The event included two inspiring speeches from two amazing guest speakers; Dr. Mohamad Zakaria and Dr. Yassine Daoud. Dr. Zakaria is one of the top 10 most educated men in the world, and Dr. Yassine Daoud is a world-renowned specialist in ophthalmology. Both men spent their formative years in Palestinian refugee camps in Lebanon and attended UNRWA schools, but managed to achieve excellence through education, determination, and having people who believed in them. In their addresses, they both encouraged the graduates to continue their education, pursue their dreams and give back to their communities. The event also included a musical section presented by the children from our Artists and Actors program, who sang traditional Arabic songs- Muwashahat- to the audience. These 8-11 year-old children learned the songs on a weekend retreat through ULYP’s CIRCLE project, in partnership with UNICEF. We hope they will one day become the future ULYP graduates. The whole event was broadcast live on ULYP’s Facebook and Twitter accounts, and guests and students were encouraged to post photos and quotes using #ulypgrads.

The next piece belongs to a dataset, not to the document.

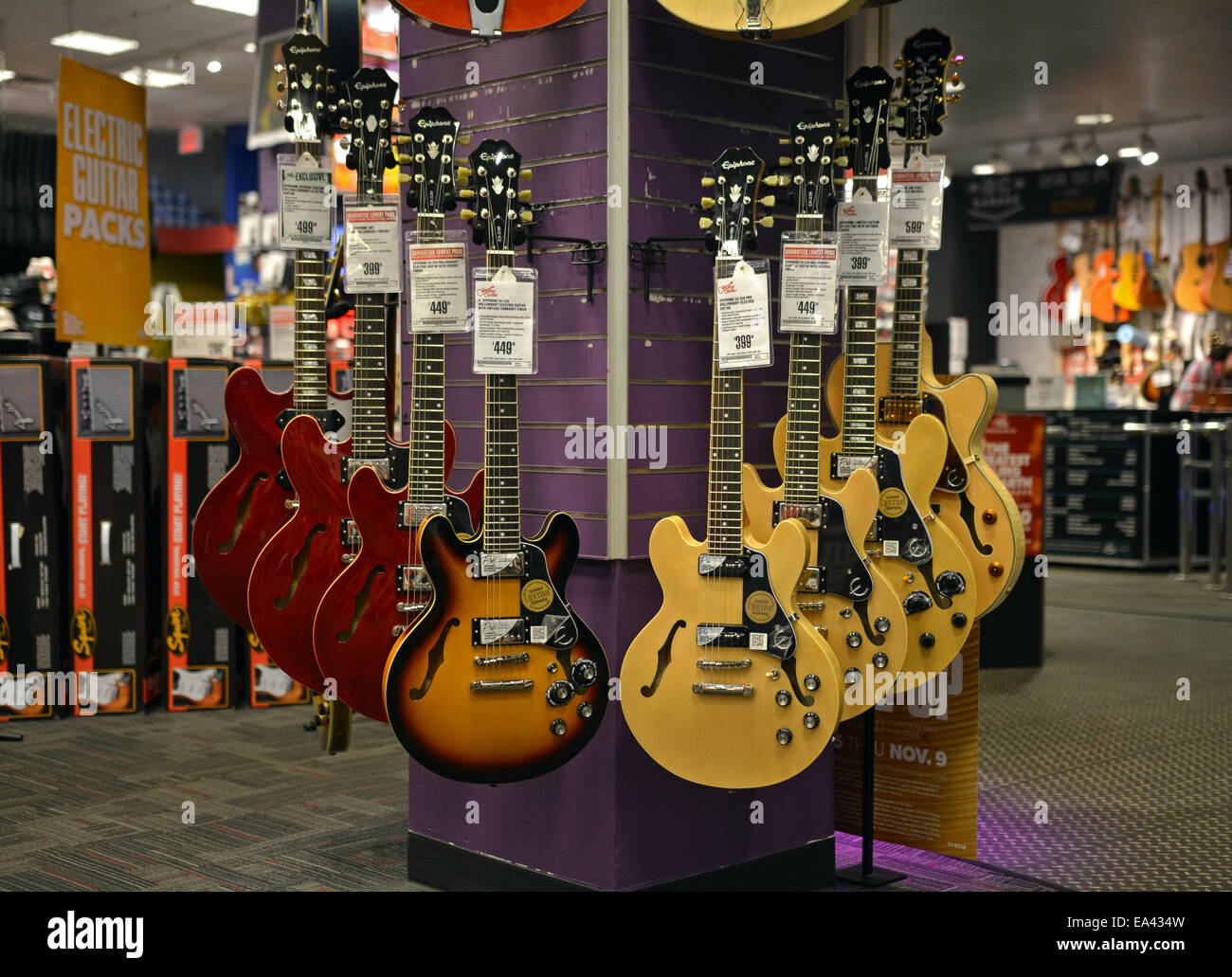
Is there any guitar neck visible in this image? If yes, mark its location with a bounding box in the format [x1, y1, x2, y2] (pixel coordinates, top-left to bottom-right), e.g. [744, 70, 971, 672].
[483, 251, 522, 553]
[706, 259, 744, 555]
[408, 214, 444, 505]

As well as all receiving certificates of achievement, some students were recognized with additional awards in five categories during the event. These were:
The Beirut Marathon Association Helping People RUN award.

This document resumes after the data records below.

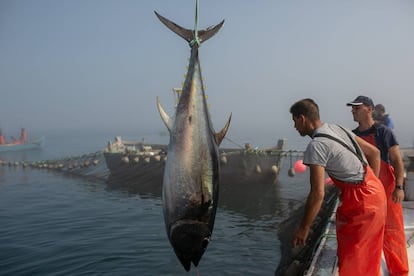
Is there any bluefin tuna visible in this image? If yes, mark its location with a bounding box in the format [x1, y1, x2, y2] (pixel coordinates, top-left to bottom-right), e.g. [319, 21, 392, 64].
[155, 3, 231, 271]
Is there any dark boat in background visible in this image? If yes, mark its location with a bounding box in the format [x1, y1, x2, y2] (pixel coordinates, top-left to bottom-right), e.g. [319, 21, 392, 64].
[103, 137, 286, 188]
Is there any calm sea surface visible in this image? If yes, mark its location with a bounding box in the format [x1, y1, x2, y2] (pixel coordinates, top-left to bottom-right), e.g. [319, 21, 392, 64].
[0, 130, 308, 275]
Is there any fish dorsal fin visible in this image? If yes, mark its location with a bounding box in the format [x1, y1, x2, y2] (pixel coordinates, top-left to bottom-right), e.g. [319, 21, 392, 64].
[157, 97, 172, 133]
[214, 113, 232, 145]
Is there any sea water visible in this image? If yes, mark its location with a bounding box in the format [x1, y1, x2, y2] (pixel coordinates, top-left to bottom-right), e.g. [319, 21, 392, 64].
[0, 132, 308, 275]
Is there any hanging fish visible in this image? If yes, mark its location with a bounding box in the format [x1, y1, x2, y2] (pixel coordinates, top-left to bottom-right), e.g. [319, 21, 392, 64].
[155, 2, 231, 271]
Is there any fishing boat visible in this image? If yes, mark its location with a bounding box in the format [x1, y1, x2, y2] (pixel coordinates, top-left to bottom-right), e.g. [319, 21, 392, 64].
[103, 136, 286, 188]
[0, 128, 45, 152]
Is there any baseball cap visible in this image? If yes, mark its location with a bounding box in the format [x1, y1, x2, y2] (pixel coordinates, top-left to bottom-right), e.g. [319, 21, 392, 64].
[346, 96, 374, 108]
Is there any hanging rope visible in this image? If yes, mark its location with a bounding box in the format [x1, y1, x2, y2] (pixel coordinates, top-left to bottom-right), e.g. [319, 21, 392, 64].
[190, 0, 201, 47]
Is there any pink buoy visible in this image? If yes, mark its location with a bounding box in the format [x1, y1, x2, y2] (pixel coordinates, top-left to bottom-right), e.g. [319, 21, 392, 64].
[293, 160, 306, 173]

The Giving back to the Community Award
The Following One’s Passion Award
The Mohammad Zuhdi Nashashibi Science and Technology Award
The Abuhaydar Honor Society Award
Finally, two ULYP graduates addressed their peers and spoke about their university transition and the road that lies ahead. We felt very proud as the graduates marched onto stage wearing blue stoles to collect their certificates of achievement. Mabrouk to all, we look forward to following your progress as you embark on your futures!
The BRIDGE program recently finished the second module of its UPC (University Preparatory Course), with 144 eleventh graders from UNRWA schools all over Lebanon. The students participated in a total of 35 hours of SAT preparation classes held on the AUST campus every Friday from February-April. UPC did not only provide the students with SAT prep, but also intensive counselling sessions were incorporated, so the students could explore their personal interests, skills and values. The sessions’ aim was to encourage and support personal development, while preparing them for student life. Students were made aware of the wide variety of university majors, the job market in Lebanon, the universities affiliated with ULYP, as well as the different possibilities for scholarships.
Through this, BRIDGE was able to provide the participants with sufficient knowledge to choose the best opportunities available to help them achieve their future goals and dreams. A particularly inspirational and motivational speech was given by Carleton Professor Karim Ismail, which focused mainly on motivating female students who are interested in studying abroad.
The BRIDGE program is also extremely proud to announce the names of four hardworking 11th grade students that were selected for the opportunity to study at high schools abroad:
Mohammad Akel – UWC Norway
Yousef Abu Niaj – UWC Wales
Ahmad Sahrif – UWC Maastricht
Jehan Naphani – UWC New Mexico
This semester the BRIDGE program is funded by Welfare Association.